Several previous studies have attempted to build risk prediction models by assessing critical biological processes associated with cancer, such as autophagy, epithelial-mesenchymal transition (EMT), and the DNA damage-repair pathway [8,9,10]. Similarly, cancer stem cells (CSCs), a small population of cancer cells (accounting for only 0.2–0.8% of PDAC cells) with self-renewal and multilineage differentiation capacities, have become promising therapeutic targets in PDAC treatment. They are responsible for tumour growth, invasion, metastasis, recurrence and therapeutic resistance [11, 12]. Moreover, several CSC-specific markers, including CD9, CD24, CD44, and CD133, are highly expressed in PDAC tissues and significantly associated with poor patient prognosis [13,14,15,16]. Thus, CSC-related gene expression profiles can be used as a practical tool to predict prognosis.

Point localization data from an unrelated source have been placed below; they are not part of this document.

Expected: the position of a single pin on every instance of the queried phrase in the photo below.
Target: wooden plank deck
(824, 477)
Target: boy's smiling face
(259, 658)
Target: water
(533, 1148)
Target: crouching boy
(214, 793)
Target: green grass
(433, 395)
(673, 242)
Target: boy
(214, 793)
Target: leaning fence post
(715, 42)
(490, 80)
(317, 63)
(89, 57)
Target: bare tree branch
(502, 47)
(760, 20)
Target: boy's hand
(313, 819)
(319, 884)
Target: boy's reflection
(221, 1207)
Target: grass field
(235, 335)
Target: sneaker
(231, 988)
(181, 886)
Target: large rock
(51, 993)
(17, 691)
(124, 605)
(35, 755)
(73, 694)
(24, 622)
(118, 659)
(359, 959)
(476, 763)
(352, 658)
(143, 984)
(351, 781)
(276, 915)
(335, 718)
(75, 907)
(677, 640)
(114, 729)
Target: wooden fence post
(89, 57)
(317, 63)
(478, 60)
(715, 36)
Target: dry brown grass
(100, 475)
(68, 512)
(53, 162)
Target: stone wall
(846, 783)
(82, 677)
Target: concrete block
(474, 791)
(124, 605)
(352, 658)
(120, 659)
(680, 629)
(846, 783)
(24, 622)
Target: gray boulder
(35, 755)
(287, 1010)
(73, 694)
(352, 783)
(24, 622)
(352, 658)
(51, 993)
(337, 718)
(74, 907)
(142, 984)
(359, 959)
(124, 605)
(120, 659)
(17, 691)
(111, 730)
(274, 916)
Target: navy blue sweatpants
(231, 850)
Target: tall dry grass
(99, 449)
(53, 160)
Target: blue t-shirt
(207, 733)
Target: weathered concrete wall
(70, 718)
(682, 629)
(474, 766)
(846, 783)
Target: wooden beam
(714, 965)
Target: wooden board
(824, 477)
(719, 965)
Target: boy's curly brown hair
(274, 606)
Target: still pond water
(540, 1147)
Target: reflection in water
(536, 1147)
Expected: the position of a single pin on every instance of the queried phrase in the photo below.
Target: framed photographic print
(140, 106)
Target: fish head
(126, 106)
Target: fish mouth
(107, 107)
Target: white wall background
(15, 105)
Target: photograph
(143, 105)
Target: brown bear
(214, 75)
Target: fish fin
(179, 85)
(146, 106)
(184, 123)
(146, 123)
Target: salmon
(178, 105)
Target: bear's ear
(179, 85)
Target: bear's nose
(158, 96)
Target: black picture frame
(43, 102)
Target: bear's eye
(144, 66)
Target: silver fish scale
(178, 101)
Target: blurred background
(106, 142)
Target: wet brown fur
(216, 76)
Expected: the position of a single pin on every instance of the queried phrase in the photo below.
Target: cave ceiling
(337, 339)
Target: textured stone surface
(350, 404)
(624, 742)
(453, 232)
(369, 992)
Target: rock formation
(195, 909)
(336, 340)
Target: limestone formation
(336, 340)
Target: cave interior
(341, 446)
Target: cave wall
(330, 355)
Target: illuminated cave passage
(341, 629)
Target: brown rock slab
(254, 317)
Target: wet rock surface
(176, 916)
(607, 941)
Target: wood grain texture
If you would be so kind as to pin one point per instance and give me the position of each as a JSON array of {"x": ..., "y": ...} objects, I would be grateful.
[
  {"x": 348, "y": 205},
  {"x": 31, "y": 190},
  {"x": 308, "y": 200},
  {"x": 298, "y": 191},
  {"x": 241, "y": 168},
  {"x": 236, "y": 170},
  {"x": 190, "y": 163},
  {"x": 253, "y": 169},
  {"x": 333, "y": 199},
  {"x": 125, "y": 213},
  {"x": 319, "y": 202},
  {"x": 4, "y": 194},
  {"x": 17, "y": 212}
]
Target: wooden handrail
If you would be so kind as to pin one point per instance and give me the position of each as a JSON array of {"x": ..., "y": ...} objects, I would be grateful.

In recent years, progress in next-generation sequencing technologies has allowed researchers to establish several prognostic signatures for PDAC [17,18,19,20,21,22]. All of these models have robust predictive ability, but they are not accurate enough, as most of them are derived from the single TCGA-PAAD dataset. A study showed that the failure to exclude non-PDAC samples from the TCGA-PAAD cohort might lead to false conclusions regarding the prognostic value of biomarkers [23]. Furthermore, the inclusion a large number of genes (up to 36) hinders the translation of predictive models into clinical application. Therefore, a more concise and precise prognostic signature is urgently needed.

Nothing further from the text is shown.